Photo ci-dessus : © www.heise.de/foto (Viktor)

Les danses constituent un des codes de communication les plus élaborés qui soient. La butineuse peut, par le mouvement de sa danse, par les vibrations et par les sons qui l’accompagnent, donner rapidement les renseignements utiles pour retrouver les sources de nourriture disponibles et accélérer l’enthousiasme de ses camarades (ou au contraire le ralentir lorsque la source s’épuisera). C’est un atout pour s’adapter à toutes les nouvelles zones que l’homme lui a réservés et lui réserve encore.
La division du travail dans une colonie est aussi peut-être un atout. Dans une colonie d’abeilles, à un moment donné, chaque élément est spécialiste de telle ou telle tâche, depuis la ponte (la reine), jusqu’à la collecte de propolis, voire aux tâches des exploratrices qui feront ensuite les danses des butineuses (danses en rond pour un butin proche, danse frétillante si le butin est à plus de 100 m).
Or certaines butineuses maîtrisent parfaitement ce type de communication tandis que d’autres sont visiblement moins douées…

Le groupe de biologie de l’Université de Bochum dans la Ruhr, que dirige Wolfgang Kirchner, étudie depuis longtemps le comportement et la communication avec les abeilles. Ils ont découvert que la spécialisation s’étendait même partiellement aux danses !
Certes les butineuses doivent effectuer plusieurs types de danses, mais celles qui sont douées pour un type de danse, le seront moins pour un autre. Le plus fort est que ce « don » est héréditaire !
En effet, dans une ruche, toutes les ouvrières ont la même mère mais elles peuvent avoir un père différent. A tout moment il y aura des vraies sœurs et d’autres qui ne seront que des demi-sœurs.

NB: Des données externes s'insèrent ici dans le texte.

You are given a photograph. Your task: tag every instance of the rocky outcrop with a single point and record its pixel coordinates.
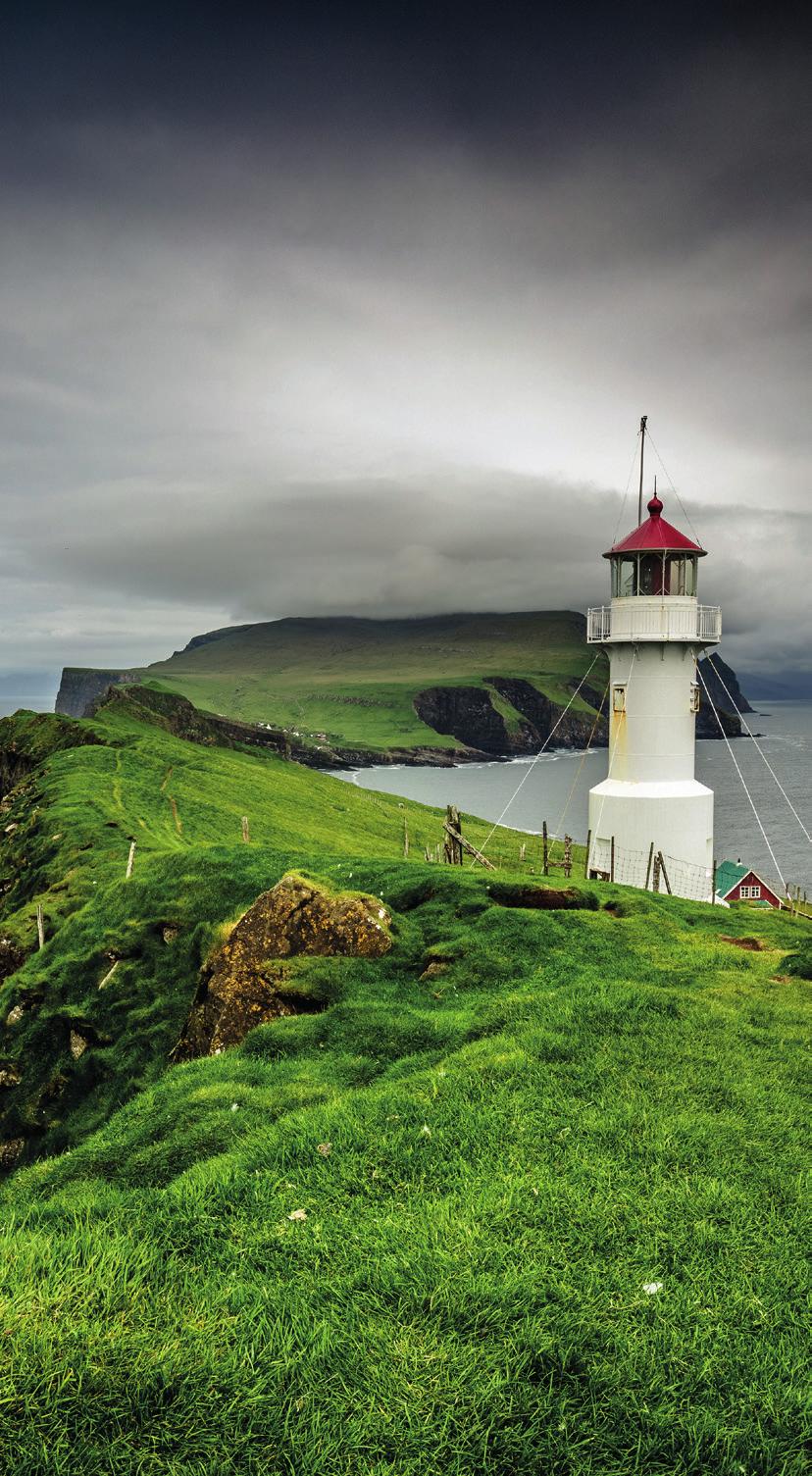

Des danses différentes en fonction de l’orientation et de la distance du butin

Dans la colonie étudiée par l’équipe de Wolfgang Kirchner, on a examiné l’hérédité des danseuses après avoir « noté » la fréquence avec laquelle chacune pratiquait telle ou telle danse. Le résultat est très étonnant ! Les 17 groupes de « vraies » sœurs ont été notés et rangés en fonction de leur « assiduité » à chaque type de danse. Les deux courbes résultantes sont parfaitement symétriques : la première range les groupes (chacun d’un père bien défini) en fonction de leur assiduité à la danse frétillante (danse en huit). Mais moins les butineuses d’un groupe utilisent la danse frétillante, plus elles s’avèrent pratiquer la danse en rond ! Moins les groupes font A, plus elles feront B ! et inversement. L’histogramme obtenu avec la seconde fréquence pour chaque groupe s’organise symétriquement par rapport au premier.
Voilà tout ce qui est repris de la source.